No. 16-1146 (3d Cir. Jan. 27, 2017)

The United States Court of Appeals for the Third Circuit affirmed a lower court’s grant of summary judgment to a hospital on a claim of age discrimination under the Age Employment in Discrimination Act (“ADEA”).

The hospital terminated the employment of a nurse in her 50s following clinical concerns.  The hospital cited the nurse’s failure to follow protocols, initiation of procedures exceeding her scope of practice, and documentation errors as reasons for her termination.  The nurse claimed the proffered justifications were pretextual.  The nurse offered a similarly situated individual, a fellow nurse in her 20s, who allegedly also made a serious medication error.  The court found the comparison unpersuasive because the comparator did not have a similar disciplinary record.  The nurse also cited the animosity of the staff as evidence of age discrimination toward her.  The court similarly found this argument unconvincing because the nurse did not demonstrate how other staff members were treated more favorably than her.  Finally, the court held that the nurse’s mere contention that her scope of practice violation was done with the prior approval of a physician was insufficient to raise suspicion that the hospital’s explanation for her termination was pretextual.

Because the nurse produced evidence to discredit only one of the hospital’s many reasons for terminating her employment, the nurse failed to demonstrate that her termination was the result of age discrimination under the ADEA.

Mullins v. Suburban Hosp. Healthcare Sys., Inc. — Feb. 2017 (Summary)

Mullins v. Suburban Hosp. Healthcare Sys., Inc. — Feb. 2017 (Summary)

EMTALA

Mullins v. Suburban Hosp. Healthcare Sys., Inc.
Civil Action No. PX 16-1113 (D. Md. Feb. 6, 2017)

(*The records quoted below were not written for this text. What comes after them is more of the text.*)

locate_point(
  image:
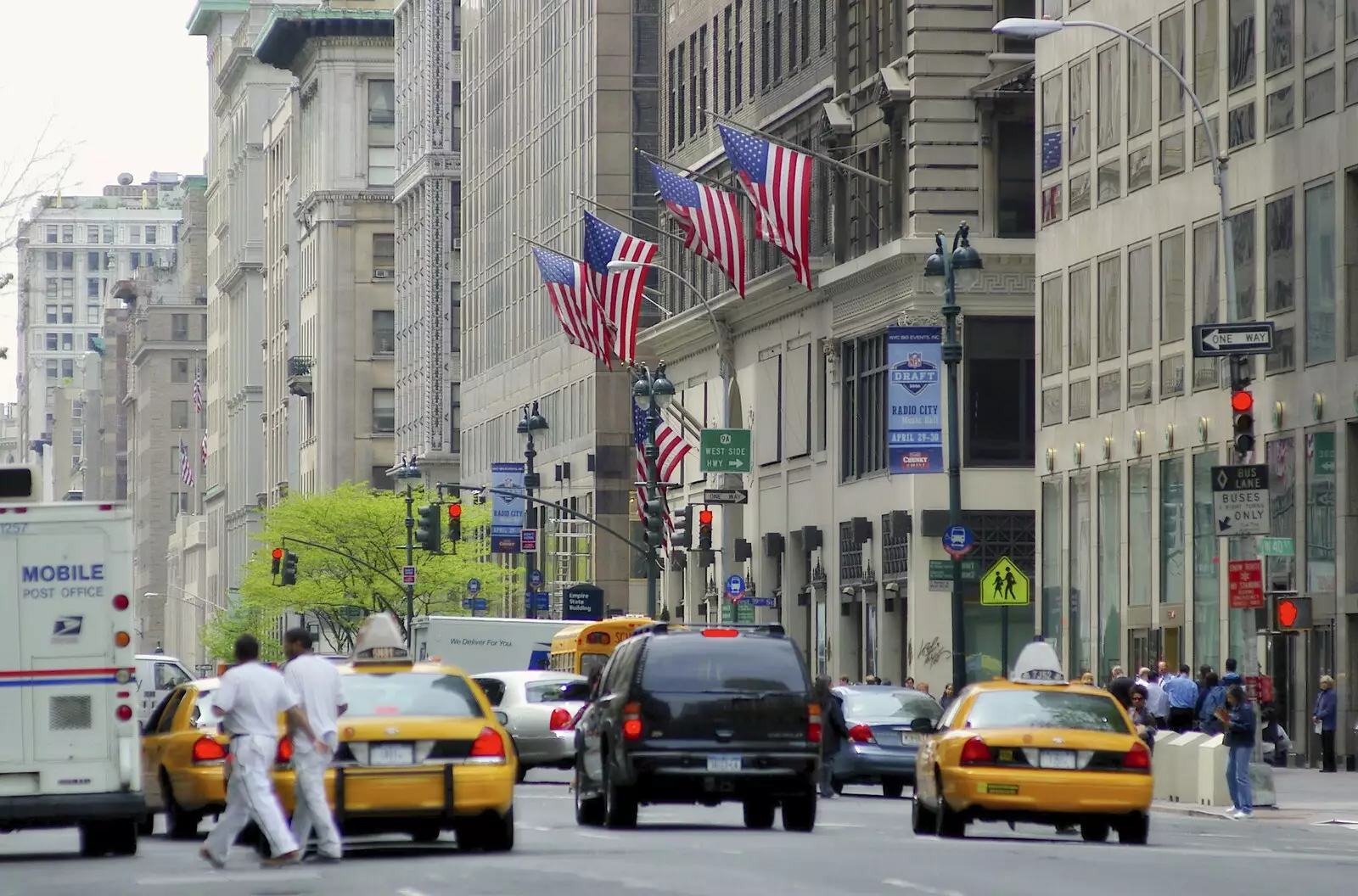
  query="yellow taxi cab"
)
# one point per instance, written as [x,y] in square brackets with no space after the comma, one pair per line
[1034,748]
[420,751]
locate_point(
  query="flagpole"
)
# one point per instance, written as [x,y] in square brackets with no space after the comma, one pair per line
[819,156]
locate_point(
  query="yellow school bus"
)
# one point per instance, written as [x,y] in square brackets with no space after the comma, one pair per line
[587,647]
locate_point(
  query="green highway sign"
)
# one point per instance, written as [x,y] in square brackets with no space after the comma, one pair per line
[1276,546]
[941,570]
[726,451]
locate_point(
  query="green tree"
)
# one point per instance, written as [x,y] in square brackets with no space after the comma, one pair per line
[362,531]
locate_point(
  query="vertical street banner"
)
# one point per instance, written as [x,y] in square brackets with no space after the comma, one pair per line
[507,513]
[914,400]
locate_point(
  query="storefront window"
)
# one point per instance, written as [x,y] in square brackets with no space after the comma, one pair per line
[1206,601]
[1080,561]
[1052,554]
[1110,572]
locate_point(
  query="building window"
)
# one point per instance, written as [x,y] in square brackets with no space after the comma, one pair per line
[1321,273]
[1002,417]
[1172,584]
[1172,48]
[384,411]
[384,332]
[864,438]
[384,255]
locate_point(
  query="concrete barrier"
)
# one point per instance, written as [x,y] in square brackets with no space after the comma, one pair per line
[1176,767]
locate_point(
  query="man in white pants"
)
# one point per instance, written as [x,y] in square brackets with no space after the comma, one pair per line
[318,686]
[249,701]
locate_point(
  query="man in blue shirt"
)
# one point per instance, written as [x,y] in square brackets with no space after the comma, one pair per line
[1183,699]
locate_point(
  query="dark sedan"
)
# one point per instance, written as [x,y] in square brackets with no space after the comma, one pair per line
[882,747]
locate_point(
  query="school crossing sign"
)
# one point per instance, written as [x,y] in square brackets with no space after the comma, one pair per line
[1005,585]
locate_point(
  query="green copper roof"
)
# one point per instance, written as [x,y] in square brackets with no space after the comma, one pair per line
[289,29]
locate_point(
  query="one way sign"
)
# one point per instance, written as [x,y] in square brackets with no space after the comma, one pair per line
[1217,339]
[1240,500]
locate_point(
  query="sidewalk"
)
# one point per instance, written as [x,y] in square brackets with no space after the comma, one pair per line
[1304,794]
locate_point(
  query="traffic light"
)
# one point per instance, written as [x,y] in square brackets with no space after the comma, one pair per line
[704,529]
[455,522]
[1243,409]
[289,568]
[427,529]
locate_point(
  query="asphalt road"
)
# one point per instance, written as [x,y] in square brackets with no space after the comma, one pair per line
[862,845]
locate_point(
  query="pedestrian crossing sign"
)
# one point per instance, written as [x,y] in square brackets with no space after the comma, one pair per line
[1005,585]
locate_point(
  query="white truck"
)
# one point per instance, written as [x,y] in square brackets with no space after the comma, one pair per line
[486,644]
[70,746]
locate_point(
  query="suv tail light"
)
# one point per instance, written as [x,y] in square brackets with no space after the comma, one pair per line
[861,735]
[208,750]
[489,748]
[631,721]
[1137,758]
[975,753]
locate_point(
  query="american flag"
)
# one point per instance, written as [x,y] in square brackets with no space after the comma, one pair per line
[185,465]
[710,221]
[620,294]
[672,450]
[777,180]
[568,288]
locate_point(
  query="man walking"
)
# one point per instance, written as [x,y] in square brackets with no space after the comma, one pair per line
[317,683]
[249,703]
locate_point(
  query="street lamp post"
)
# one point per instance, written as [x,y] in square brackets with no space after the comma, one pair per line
[946,273]
[727,370]
[652,390]
[533,423]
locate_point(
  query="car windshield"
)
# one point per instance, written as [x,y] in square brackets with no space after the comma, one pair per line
[902,705]
[409,694]
[1046,709]
[687,664]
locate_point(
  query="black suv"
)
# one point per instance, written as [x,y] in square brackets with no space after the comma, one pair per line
[701,716]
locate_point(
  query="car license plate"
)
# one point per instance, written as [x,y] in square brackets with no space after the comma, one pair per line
[1057,759]
[391,755]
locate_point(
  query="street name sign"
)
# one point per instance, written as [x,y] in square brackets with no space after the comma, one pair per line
[724,451]
[1219,339]
[1240,500]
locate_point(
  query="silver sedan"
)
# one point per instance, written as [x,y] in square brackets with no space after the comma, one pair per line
[538,710]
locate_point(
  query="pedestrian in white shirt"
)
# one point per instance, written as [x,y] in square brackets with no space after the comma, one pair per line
[249,703]
[318,686]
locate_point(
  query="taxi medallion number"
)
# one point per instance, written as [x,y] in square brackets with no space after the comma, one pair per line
[391,755]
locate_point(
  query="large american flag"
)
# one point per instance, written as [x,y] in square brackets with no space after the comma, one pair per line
[185,465]
[710,221]
[618,292]
[777,180]
[672,450]
[568,288]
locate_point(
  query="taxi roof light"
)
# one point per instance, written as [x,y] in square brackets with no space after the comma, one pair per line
[380,642]
[1038,664]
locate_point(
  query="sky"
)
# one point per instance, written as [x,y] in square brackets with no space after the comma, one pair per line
[121,81]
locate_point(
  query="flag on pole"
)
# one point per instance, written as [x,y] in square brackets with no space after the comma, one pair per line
[777,180]
[710,223]
[618,292]
[185,465]
[568,288]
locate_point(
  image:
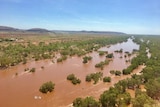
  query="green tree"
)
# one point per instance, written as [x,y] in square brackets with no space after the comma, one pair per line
[47,87]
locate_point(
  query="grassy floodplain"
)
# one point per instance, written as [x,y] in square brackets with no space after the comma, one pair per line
[20,49]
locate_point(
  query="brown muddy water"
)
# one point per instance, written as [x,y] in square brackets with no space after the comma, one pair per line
[23,90]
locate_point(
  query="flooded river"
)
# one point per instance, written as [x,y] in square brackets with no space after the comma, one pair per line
[23,90]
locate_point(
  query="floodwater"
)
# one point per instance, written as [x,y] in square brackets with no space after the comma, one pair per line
[23,90]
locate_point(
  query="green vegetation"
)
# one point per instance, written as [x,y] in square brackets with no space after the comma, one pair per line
[117,96]
[116,72]
[33,70]
[107,79]
[47,87]
[73,79]
[86,59]
[101,53]
[94,76]
[119,51]
[110,55]
[101,64]
[13,53]
[87,102]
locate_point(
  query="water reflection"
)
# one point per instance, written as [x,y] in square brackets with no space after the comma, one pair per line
[20,90]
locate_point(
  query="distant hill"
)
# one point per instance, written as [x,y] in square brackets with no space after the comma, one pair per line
[93,32]
[39,30]
[8,29]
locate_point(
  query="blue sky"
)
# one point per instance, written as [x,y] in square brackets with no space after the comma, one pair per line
[129,16]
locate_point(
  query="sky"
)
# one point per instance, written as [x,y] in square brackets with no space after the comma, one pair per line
[128,16]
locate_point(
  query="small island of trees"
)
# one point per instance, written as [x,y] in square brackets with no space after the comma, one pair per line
[47,87]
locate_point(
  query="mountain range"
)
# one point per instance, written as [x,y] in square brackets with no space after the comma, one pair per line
[41,30]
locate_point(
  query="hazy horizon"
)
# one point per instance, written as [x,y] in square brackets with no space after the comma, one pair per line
[128,16]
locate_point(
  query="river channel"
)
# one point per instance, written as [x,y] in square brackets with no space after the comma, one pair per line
[23,90]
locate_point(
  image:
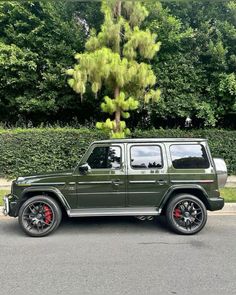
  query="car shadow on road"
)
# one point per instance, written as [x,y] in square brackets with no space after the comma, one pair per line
[92,225]
[112,224]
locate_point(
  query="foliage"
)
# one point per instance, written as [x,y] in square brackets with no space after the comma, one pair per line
[37,42]
[195,66]
[196,63]
[112,59]
[30,151]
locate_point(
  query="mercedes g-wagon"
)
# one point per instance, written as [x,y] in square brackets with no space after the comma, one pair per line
[127,177]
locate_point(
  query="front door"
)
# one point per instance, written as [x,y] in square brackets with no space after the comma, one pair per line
[148,179]
[104,184]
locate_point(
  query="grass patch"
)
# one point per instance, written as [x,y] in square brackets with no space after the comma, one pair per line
[2,194]
[229,194]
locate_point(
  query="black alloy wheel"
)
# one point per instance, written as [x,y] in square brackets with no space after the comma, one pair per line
[39,216]
[186,214]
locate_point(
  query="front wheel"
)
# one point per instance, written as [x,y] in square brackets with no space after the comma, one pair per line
[186,214]
[39,216]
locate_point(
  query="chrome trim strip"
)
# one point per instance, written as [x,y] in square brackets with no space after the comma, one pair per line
[142,181]
[95,182]
[116,193]
[49,183]
[113,212]
[6,206]
[192,181]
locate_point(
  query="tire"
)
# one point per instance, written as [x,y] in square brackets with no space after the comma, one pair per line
[186,214]
[39,216]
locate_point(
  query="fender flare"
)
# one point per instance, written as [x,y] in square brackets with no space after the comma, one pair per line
[182,187]
[45,189]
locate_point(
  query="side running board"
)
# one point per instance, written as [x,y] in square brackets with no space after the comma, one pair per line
[113,212]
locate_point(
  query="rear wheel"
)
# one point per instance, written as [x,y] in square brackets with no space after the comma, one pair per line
[186,214]
[39,216]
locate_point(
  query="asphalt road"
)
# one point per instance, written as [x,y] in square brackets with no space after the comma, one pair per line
[119,256]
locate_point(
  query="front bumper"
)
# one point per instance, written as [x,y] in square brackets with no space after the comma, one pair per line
[216,203]
[6,207]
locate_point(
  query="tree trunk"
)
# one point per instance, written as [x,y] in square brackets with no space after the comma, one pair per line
[118,112]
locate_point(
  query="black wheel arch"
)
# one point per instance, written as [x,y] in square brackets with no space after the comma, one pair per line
[195,190]
[46,191]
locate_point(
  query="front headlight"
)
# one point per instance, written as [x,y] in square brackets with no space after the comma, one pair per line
[20,179]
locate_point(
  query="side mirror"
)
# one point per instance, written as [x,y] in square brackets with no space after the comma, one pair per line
[84,169]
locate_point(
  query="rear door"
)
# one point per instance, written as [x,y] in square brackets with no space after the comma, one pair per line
[148,179]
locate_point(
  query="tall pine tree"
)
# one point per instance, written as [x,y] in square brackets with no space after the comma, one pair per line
[114,58]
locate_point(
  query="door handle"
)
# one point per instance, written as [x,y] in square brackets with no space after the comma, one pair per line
[161,182]
[117,182]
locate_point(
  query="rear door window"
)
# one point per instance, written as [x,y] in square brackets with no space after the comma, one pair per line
[189,156]
[104,157]
[146,157]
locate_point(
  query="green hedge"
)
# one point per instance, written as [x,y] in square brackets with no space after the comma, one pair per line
[29,151]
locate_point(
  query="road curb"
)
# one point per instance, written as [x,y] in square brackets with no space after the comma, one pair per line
[229,209]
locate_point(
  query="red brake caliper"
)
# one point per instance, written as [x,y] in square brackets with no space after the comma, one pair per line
[47,214]
[177,213]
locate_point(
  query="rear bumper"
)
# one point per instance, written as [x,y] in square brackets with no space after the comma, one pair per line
[6,207]
[216,203]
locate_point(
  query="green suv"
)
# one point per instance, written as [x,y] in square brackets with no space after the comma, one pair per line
[129,177]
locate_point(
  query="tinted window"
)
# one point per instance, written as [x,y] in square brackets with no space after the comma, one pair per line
[146,157]
[105,157]
[189,156]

The United States District Court for the District of Maryland granted in part and denied in part motions to dismiss claims of medical malpractice and violations of the Emergency Medical Treatment and Active Labor Act (“EMTALA”).

A patient went to a hospital’s emergency room for stabilization of a hand injury.  When the patient’s request for a transfer to a hand specialty facility for treatment was denied, the on-call physician performed the surgery himself.  The patient later filed suit against the hospital, treating physicians, and the hand specialty facility for medical malpractice and violations of EMTALA.

Because the patient was screened, stabilized, diagnosed, and treated at the hospital, all of which are requirements under EMTALA, the court found that the patient had no basis to stake a claim under the statute.  The appropriateness of care, the court noted, is a different concern that implicates state medical malpractice laws and is not addressed by EMTALA.  EMTALA is not a federal malpractice statute.  Accordingly, the court granted the hospital’s motion to dismiss the claim.

The court also granted the hospital’s and physicians’ motions to dismiss the medical malpractice claims, because the patient did not comply with the appropriate Maryland procedures for filing his claims.  The court did, however, deny the hand specialty facility’s motion to dismiss the claim under EMTALA’s “reverse-dumping” provision, which mandates that hospitals with specialized capabilities “shall not refuse to accept an appropriate transfer” from another facility.  Therefore, the patient’s allegations that the hand specialty facility was a participating hospital with specialized services and refused his transfer request were sufficient to survive the motion to dismiss.

Finally, the court denied the patient’s motion to amend his complaint, on the basis that his proposed amendments had no bearing on the pending motions to dismiss.